“Has there ever been a ‘meeting that should have been an email’ so glaring as Davos?” That’s the anguished question Hamilton Nolan, a labour reporter for the American progressive magazine In These Times recently asked.
Mr Nolan’s question is to be expected round this time of year. Mid-January, regular as clockwork, pointy headed people start to ask: “Does the world need Davos?”
In its 53rd year, the World Economic Forum’s (WEF) annual alpine gathering has become the focus of deep polarisation. The sweaty masses distrust its glamourous mission, sweeping agenda and worthy liberalism, all delivered in perfectly pitched language that covers diversity, inclusion, equality, as well as sustainable development.
The middle class is scornful about the reality of Davos – a week-long, A-list super-bash in the snow for CEOs, celebrities and supposedly compassionate politicians.
And it’s not just the sweaty masses and the middle classes.

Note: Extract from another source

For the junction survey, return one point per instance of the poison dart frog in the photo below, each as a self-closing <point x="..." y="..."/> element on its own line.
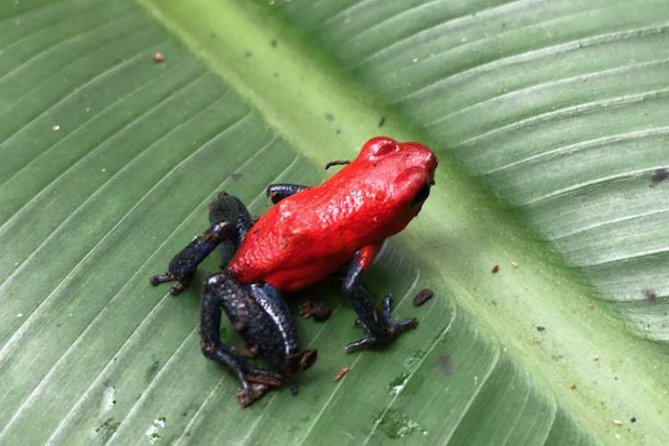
<point x="308" y="234"/>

The argument is raging among the cerebral and professional pundits. It even appears to be dividing the ranks of the Financial Times, for instance.
For some Davos regulars, not least, the FT’s associate editor Rana Foroohar, last year’s gathering plumbed depths she had not expected. Ms Foroohar recently explained (paywall) her rising distaste for the forced effulgence of Davos. She recounted her revulsion from last year, painting a telling picture of entitlement, pretence, performance art and unbridled cynicism: “Maybe it was the Saudi-sponsored café on the promenade, branded with the name of Crown Prince Mohammed bin Salman, the man who, according to declassified US intelligence, was responsible for the murder of exiled Arab journalist Jamal Khashoggi. Or perhaps it was the socialite who told a Ukrainian official addressing her luncheon to ‘keep it short’. It could have been the conversations about climate change held over beef dinners. Or the massive armed police and security presence, which always makes me wonder if the global elite ever consider why so much protection is needed at these gatherings in the first place.”

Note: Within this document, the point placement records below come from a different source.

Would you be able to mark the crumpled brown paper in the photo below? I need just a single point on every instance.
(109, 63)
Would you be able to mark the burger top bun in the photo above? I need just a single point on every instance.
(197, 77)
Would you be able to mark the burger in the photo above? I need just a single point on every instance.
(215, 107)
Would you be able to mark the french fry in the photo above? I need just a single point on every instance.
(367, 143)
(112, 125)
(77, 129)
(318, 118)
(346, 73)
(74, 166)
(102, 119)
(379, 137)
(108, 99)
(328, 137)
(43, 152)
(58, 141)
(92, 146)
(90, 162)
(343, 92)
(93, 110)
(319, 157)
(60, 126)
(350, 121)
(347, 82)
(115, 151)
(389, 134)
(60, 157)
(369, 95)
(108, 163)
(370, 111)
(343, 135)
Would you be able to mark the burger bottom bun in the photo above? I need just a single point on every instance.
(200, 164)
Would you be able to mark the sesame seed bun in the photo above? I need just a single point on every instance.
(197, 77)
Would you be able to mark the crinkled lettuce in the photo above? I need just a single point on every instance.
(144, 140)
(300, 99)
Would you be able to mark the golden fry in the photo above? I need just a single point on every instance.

Ms Foroohar’s passionate denunciation contrasted sharply with her FT colleague Gideon Rachman’s defence of Davos as “a unique opportunity for celebrity speed-dating and useful, chance meetings” with the great, the good and the not-so-good of the world.
It doesn’t say much that’s the best argument for Davos, where carbon-spewing planes fly in to opulence for the express purpose of equalising the world. Perhaps Davos 2.0 would be best as an email?